“ in my feelings ” // few days ago my dumbass decided to listen to drake on his birthday. i ended up writing to few of his songs but this one stayed n hit me in my core of repressed emotions. good, bad n ugly. i’m thankful for each of them n able to write ab things as a form of reflection, release, n healing. to my twin flame, my soulmate n my karmic partner. i love u.
————
kat in them feelings
repressed emotions
chillin, sippin
ima be real w it
write it out, heal n deal w it
do i love u? why i’m writing?
all this poetry, i notice we
ain’t vibing
but i love ya
i don’t need ya
i’m still down for ya, always
DT
do u love me, are u riding?
u ain’t ever gonna find another like me
n u know that
but don’t show that
still i’m down for ya, always
share a mind share a soul
but u knew that
always here, where ima go?
tho sometimes u abuse that
take it for granted, take advantage
but i get thru that
u once been abandoned
granted—
i ain’t one to do that
yet i understand it
but i still get confused at
times i miss ur call, still i call u right back
when u hit my line, still i hit u right back
u leave me on read, when u know ion like that
but i still wait for u to write back
so i can ignore u, n gain the power right back
we had so much baggage
but we still tried to carry on
runnin’ from our issues like a fuckin marathon
things that i share with u
i do not share with anyone
meaning our story
mama’s having us at 40
the rest, ima leave
rest in peace, yeah u know..that one
i can write about it for centuries
our story’s for the books
work in progress, yet a master piece
our story’s for the books
but i’ll end it here, i love u
back into the hook
kat in them feelings
repressed emotions
chillin, sippin
ima be real w it
write it out, heal n deal w it
LT
do u love me, are u riding?
treat me sometimes like a side piece
but i love ya
i don’t need ya
but i’m down for ya, always
we share a path, share some planets
we ain’t plan it
cancer moons, share pluto, venus, we reversed saturns
our neptune in capricorn, even downloaded “the pattern”

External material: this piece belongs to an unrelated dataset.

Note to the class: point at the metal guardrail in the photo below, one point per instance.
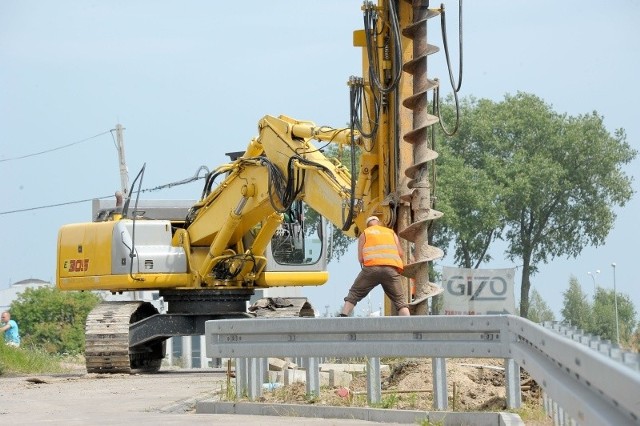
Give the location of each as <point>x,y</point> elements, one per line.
<point>590,387</point>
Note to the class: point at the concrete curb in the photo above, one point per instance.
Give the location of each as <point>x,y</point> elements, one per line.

n co-star just to see what astrology had planted
u were sent to me, maybe too soon
i can’t stand it
we will never be,
now i just gotta accept it
i let u know, i let “us” go
i hope i don’t regret it
but it’s fair i let u know
we could grow, but only if u let it
u tell me done w that, n then i believe u
but ur actions don’t match ur words
7 year sequel
2020 the finale
n i never thought i’d say that
u were the one i wanted to marry
u was by side but not on my side
i fucking hate that
it’s ok, i love u fourever—always
hole in my soul, once again
u made that
kat in them feelings
repressed emotions
chillin, sippin
ima be real w it
write it out, heal n deal w it
AC,
do u love me, are u riding?
my homie, best friend for life we
been thru everything
call me if anything
know i’m down for ya, always
girl u know me, the new and the old me
we go way back, u my fuckin homie
u knew my daddy and my family
u the few that understand me
been watching u n i can see u learning
i just want u happy, we both know u deserve it
growing up, showing love
love u much, in case u haven’t heard it
u taught me about myself
lessons i hadn’t mastered
taught me to trust the universe w questions i couldn’t answer
feels like i knew u in my past life
everytime we link up, vent, drink up
it’s always better than the last time
always opened ur home to me when i needed a break from that “fast life”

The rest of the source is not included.